Aaron Levie on why AI is 'total upside' for SaaS and Box's agent roadmap
Feb 3, 2026 with Aaron Levie
Key Points
- Box CEO Aaron Levie argues AI agents expand the SaaS market rather than disrupt it, since agents require systems of record, access controls, and user interfaces that incumbents provide.
- Box is running a 20-person agent team deploying long-running agents with multi-tool access and expanded context windows that weren't architecturally feasible two years ago.
- Levie expects a durable split where solved problems shift to cheaper models while frontier knowledge work commands premium models, sustaining model differentiation for the next decade.
Summary
Aaron Levie argues that AI agents represent total upside for enterprise SaaS rather than disruption. Agents need systems of record to function. They require infrastructure that defines what data they can access, how workflows are structured, and how results surface to users. That infrastructure doesn't disappear—it becomes more valuable.
Levie runs a small agent team at Box, roughly 20 engineers across three rows, pushing what's possible when agents access enterprise content. Two years ago, he says, the architectural approaches they're now deploying "wouldn't have been in the sphere of possibility." The excitement comes from long-running agents that can use any number of tools, work with any amount of data, and no longer hit the context limits that constrained earlier work. Claude Cowork, Codex, and Claude Code serve as proof points.

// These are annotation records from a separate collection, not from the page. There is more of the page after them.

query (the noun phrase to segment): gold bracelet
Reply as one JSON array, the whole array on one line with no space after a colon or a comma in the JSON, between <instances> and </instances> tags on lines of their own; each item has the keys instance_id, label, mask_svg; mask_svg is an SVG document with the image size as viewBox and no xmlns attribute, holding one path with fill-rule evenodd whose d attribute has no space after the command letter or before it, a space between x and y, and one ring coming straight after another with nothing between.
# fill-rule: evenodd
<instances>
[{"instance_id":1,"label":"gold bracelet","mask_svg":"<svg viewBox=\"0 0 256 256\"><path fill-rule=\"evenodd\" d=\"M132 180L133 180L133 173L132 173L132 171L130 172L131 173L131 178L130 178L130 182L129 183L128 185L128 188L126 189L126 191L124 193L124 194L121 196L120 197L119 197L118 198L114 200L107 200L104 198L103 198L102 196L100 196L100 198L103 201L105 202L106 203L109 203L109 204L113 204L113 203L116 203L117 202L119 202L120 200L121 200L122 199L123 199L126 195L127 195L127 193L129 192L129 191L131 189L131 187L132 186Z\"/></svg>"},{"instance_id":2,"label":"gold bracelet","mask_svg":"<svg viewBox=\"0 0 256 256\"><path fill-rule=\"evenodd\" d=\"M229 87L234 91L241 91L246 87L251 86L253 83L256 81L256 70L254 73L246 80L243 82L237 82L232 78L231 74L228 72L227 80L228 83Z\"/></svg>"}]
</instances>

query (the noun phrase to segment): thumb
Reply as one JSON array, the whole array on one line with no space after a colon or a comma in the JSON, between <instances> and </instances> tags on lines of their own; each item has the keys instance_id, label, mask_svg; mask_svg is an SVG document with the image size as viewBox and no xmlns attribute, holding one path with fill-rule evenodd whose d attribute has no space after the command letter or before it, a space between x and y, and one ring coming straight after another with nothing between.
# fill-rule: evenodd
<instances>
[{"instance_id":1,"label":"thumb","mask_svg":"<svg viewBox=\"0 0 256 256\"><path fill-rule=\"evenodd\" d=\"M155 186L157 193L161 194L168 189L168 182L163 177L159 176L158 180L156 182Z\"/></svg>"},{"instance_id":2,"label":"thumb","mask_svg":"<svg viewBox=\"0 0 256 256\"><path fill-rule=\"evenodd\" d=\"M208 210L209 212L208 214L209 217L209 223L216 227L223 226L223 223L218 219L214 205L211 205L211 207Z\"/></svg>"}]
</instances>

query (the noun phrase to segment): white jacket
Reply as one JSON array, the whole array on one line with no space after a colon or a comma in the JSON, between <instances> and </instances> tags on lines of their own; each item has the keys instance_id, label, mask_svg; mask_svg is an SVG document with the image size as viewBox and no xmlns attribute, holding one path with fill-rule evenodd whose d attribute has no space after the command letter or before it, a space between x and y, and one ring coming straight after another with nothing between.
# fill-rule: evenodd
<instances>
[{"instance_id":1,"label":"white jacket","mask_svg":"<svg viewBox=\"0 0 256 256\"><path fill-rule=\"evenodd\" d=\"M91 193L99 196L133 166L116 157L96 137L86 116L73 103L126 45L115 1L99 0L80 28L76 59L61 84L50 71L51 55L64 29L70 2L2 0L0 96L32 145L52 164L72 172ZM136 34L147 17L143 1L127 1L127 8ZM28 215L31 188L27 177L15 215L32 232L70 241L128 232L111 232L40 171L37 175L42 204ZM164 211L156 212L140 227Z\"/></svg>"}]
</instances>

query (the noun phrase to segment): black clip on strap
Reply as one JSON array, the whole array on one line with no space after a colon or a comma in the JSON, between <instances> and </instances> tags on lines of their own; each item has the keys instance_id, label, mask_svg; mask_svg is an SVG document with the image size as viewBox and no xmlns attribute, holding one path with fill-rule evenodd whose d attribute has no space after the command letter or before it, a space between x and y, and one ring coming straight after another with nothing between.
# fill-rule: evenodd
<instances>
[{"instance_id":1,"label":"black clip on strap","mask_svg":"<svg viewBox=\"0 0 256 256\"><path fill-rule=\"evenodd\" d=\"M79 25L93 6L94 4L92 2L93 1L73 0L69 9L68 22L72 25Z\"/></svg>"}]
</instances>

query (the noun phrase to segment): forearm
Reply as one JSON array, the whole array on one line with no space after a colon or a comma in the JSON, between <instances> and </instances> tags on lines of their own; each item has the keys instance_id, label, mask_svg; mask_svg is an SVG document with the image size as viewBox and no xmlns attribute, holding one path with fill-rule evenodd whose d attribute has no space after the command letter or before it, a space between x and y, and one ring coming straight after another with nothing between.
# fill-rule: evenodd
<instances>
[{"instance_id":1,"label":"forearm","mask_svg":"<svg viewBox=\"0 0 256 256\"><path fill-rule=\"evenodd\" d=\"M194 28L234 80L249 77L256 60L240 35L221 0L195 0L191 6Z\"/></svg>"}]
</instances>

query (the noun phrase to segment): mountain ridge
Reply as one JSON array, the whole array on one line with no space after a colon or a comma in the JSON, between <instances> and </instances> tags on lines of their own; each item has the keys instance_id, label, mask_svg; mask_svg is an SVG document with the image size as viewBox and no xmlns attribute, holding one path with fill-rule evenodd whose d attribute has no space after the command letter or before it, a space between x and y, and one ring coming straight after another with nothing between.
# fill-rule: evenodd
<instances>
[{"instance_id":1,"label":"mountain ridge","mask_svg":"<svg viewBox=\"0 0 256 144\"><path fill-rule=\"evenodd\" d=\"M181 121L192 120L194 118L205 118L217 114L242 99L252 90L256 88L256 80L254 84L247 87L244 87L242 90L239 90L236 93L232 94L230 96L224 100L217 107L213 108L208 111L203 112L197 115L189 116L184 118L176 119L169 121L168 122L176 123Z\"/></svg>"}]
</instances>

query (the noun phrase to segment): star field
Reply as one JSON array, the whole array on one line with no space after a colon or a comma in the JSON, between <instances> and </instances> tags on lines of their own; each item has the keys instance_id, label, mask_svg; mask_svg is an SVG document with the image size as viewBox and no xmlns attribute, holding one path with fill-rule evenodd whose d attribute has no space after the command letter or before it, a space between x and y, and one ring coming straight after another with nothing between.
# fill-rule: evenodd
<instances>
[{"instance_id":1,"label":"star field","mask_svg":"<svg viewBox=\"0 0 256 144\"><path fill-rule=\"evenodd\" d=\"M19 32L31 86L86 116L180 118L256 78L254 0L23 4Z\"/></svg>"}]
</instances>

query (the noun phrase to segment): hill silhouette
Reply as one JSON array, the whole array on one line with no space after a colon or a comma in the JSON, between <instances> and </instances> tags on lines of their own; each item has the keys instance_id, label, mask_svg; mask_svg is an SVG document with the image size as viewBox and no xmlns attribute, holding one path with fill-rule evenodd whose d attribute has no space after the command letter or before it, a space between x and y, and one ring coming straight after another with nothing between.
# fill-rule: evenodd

On the broader SaaS market, Levie accepts Ben Thompson's framing that model makers will be arms dealers but pushes back on the zero-sum read. The pie expands because agents unlock spend that software vendors couldn't tap before. A customer storing contracts in Box gains the ability to run agents through those contracts and open new revenue streams. That's TAM expansion, not market share theft. He sees this dynamic within his customer base already.
Levie acknowledges the hostage critique but argues it's overblown for high-stakes systems. Ford's supply chain ERP processes billions of transactions. You cannot vibe code that. Enterprises have finite IT resources and must choose where to spend them. Rebuilding commodity software that the market has seen thousands of times makes no sense. Building custom experiences that drive revenue does. On the margin, he expects companies to keep buying from incumbents for core workflows while deploying agents on top.
He lands in an unusual spot: "100% bullish on vibe coding" and that we'll have 100 times more software, but still not willing to build Box's own CRM. The ROI doesn't clear relative to other priorities.
For software buying, Box will stay locked into a core set of vendors, deploy agents on those platforms while biasing toward competitive agent offerings from vendors themselves, and build agents in-house for large knowledge work use cases. Agents need data, workflows, access controls, and user-facing interfaces. All of these are software problems. Incumbents that stay competitive and engaged will retain their positions. Gaps will emerge where incumbents are asleep, creating new startup opportunities.
Levie describes model selection as a continuum from Gemini Flash on one end to Opus on the other, with capabilities moving up over time. His calculus is not about lowering cost but sustaining current costs while adding incremental value. Something that ran on Gemini 2.5 Flash a year ago might now run on Gemini 3 Flash, delivering two or three percentage points of improvement in tasks like transcription or data extraction at the same price. He expects bifurcation over the next couple of years. Solved problems get cheaper. Frontier work, making a $100 per hour knowledge worker two to three times more productive, commands premium models. Pharma researchers will use best-in-class models. Back-end transaction processing will use cheaper models. That split sustains for the next decade as models keep improving.
Information-heavy businesses are most excited about agents, Levie says. Those with 10 million documents see obvious ROI in AI agents that unlock employee productivity. Professional services, consulting, financial services, and law firms are prime examples, businesses where teams repeatedly redo past work and see concrete value in agents that can mine institutional knowledge. CEOs call with specific use cases: "I have 10,000 contracts. I want to find which ones let me sell a new capability." Those companies are extremely excited.
Storage is having a moment. Levie notes Western Digital and Seagate were forgotten, now suddenly cool. Box is in the storage business, long treated as commodity. In the AI era, data becomes the most strategic asset. Getting the right data to agents is the highest-leverage move in the stack. Box has locked-in public cloud infrastructure contracts, so near-term pricing spikes don't concern him. More broadly, he wants abundance through solar data centers and space data centers because cheaper AI means more usage and more value for his customers.